Разговор вошел в какое-то абсурдное русло. Мы смотрели друг на друга с одинаковым недоумением.
«Ой, вы, наверное, подумали, что я тоже палеонтолог?» — сообразила я наконец.
«Так ты не палеонтолог?!»
«Конечно, нет, я гуманитарий».
Никогда не забуду непередаваемых взглядов, которыми меня с двух сторон окинули.
В тот день я, пожалуй, впервые всерьез задумалась о базовом законе нашего жизнеустройства, в просторечье вульгарно именуемом блатом. Глядя на знакомые с младенчества лица маминых коллег, я вдруг представила себе, что воспоминания «как я на руки брала, как я за уши драла, как я пряником кормила» переходят в доброжелательный интерес к научным успехам подросшей девочки. Как же оно, оказывается, все может быть в жизни просто, если любой корифей в избранной сфере некогда кормил тебя пряником!
До сих пор я благодарна родителям, ни разу даже не задумавшихся о том, чтоб запихнуть чадо на геофак или биофак. Пожалуй, так повезло из всех одноклассников только мне. Школа наша находилась в районе обширной застройки Академии Наук, так что мы почти все в классе были из детей, воспринимавших вопрос «А когда он защищается?», как упоминание о некоем зловещем обряде инициации, через который каждому взрослому надлежит пройти. К первому классу мы уже, конечно, понимали, что на родителей никто не «нападает». А к восьмому-девятому — понимали, куда поступать. Конечно, на свой факультет, в свой институт. А потом — по накатанной колее: чахлый курсовик перерастает в чахлый диплом, чахлый диплом в чахлую кандидатскую… Зато все быстро, все без сучка без задоринки.

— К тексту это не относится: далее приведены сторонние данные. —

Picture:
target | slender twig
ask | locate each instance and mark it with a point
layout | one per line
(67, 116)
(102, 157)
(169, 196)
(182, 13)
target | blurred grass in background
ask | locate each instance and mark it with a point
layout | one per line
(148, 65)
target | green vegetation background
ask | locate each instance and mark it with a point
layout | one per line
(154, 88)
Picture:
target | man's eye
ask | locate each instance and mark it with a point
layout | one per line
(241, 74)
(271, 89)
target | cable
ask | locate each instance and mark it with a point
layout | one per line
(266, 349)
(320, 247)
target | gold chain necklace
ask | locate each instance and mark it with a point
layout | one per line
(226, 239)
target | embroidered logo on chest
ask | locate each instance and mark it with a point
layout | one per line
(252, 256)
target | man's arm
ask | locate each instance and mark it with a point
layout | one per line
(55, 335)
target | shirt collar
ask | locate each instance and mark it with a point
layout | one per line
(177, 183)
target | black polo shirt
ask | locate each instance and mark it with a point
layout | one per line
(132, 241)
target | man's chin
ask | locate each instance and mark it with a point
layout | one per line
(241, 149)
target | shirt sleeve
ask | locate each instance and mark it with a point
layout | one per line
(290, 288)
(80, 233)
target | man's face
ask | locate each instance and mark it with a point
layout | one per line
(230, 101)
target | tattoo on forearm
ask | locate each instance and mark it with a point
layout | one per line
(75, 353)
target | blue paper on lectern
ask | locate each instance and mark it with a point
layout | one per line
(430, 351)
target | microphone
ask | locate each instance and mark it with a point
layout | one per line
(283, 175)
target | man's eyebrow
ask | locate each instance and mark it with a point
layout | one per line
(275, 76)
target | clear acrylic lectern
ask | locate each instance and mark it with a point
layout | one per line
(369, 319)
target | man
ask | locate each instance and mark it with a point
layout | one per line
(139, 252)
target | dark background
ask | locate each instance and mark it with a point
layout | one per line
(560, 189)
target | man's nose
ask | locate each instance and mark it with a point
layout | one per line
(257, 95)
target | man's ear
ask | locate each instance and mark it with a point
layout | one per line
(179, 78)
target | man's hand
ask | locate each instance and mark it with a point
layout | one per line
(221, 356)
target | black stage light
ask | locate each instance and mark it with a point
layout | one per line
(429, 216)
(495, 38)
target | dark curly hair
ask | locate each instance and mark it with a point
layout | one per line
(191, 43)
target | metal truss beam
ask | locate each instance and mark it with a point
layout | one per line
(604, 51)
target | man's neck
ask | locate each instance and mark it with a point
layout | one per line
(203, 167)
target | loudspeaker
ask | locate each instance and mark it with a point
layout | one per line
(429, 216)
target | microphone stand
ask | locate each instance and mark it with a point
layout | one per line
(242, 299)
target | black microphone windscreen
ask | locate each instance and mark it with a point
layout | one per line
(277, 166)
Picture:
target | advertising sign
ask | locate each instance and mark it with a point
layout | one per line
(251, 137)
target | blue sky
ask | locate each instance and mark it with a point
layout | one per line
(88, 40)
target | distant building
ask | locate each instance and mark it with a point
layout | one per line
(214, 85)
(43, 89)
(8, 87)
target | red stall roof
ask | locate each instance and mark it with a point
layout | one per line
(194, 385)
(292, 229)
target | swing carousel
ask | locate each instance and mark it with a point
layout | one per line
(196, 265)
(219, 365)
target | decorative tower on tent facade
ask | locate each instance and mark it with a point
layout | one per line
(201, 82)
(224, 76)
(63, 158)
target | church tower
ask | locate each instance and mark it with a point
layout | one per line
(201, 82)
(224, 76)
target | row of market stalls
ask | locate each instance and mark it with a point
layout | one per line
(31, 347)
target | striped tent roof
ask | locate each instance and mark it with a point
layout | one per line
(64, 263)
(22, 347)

Но Академия наук это, безусловно, частность. Насквозь фальшивая советская пропаганда вещала о «рабочих династиях», тогда как повсеместно процветали династии отнюдь не рабочие. Кроме научных, формировались династии кинематографические, живописные, журналистские, композиторские… Связи были в Советском Союзе куда важнее, нежели деньги.